Unintended and Unnecessary Transfers

Unintended and unnecessary transfers should be minimised.

  • The person is unnecessarily transferred when they could have been supported at the residential aged care facility.
  • The person receives care or treatment that they do not want, or which causes distress and discomfort, or is of no benefit.
  • The person dies in a setting that they did not wish to die in, or receives care that they do not want because they have been transferred to a different setting.
  • Family and friends are not present when the person dies due to being transferred to a different care setting.
  • Educate and empower staff to be confident in their caregiving ability for people at the end of life and to know what to do when transfers are proposed.
  • Openly discuss the person’s preferred place to die and clearly record it in their care documentation.
  • Review care documentation to check that a person’s preferred place of death is captured (along with any Advance Care Directives), and that staff are aware of these preferences.
  • Implement a regular review of transfers to self-monitor when and why transfers occur. This analysis can give providers insights into why and how transfer decisions have been made and where future improvements can occur.

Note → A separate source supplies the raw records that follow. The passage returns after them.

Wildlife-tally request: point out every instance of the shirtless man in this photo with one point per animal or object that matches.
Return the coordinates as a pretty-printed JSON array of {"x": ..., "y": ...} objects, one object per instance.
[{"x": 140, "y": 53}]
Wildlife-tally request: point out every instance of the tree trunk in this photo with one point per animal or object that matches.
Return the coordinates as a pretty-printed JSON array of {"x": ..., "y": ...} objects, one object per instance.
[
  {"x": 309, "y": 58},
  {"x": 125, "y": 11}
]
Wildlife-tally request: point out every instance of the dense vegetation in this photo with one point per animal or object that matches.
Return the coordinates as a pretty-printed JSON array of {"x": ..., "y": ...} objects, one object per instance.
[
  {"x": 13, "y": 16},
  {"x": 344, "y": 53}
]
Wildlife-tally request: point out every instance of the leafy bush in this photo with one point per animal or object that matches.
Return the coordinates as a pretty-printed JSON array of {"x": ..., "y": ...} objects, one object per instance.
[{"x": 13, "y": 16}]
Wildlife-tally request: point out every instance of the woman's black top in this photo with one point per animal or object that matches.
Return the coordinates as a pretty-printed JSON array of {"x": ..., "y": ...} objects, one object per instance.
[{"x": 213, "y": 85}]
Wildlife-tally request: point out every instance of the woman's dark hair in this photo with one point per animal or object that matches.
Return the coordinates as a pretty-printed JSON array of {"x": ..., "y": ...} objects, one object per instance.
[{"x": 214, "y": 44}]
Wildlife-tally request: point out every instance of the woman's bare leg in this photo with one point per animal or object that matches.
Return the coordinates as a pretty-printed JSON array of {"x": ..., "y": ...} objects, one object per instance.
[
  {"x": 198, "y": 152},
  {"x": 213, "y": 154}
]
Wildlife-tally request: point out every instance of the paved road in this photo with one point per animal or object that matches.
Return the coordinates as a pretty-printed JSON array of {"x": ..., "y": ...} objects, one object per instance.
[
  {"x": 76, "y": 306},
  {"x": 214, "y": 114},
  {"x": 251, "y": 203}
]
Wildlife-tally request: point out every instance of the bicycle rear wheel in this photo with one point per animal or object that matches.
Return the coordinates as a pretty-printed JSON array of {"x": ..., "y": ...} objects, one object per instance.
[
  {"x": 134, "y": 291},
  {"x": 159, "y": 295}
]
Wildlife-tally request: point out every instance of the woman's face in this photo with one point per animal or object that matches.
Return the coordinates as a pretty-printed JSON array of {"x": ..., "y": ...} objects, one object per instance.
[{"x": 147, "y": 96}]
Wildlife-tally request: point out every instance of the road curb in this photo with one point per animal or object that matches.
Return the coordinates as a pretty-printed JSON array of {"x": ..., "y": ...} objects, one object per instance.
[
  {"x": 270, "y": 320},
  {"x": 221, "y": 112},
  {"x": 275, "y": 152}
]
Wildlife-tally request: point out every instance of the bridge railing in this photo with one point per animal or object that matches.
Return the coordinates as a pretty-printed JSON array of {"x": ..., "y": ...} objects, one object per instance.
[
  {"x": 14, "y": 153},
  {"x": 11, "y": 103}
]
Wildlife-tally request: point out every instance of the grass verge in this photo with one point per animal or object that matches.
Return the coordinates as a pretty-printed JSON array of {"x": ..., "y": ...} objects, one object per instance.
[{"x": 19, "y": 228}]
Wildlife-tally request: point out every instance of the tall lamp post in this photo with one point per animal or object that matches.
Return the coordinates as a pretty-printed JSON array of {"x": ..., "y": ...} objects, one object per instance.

Transfers may be intended where the person wants to be transferred to a hospice, specialist palliative care service, home, or the community.

Transfers may also be needed where the person requires treatment or therapy that cannot be provided by their aged care provider or is experiencing acute medical issues and requires hospitalisation e.g. emergency situations.

Unintended or unnecessary transfers for people in the palliative phase should be avoided. This helps to minimise risk or interruptions to their care, avoid causing distress, anxiety and harm, and enable the person to receive care or die comfortably in their preferred place.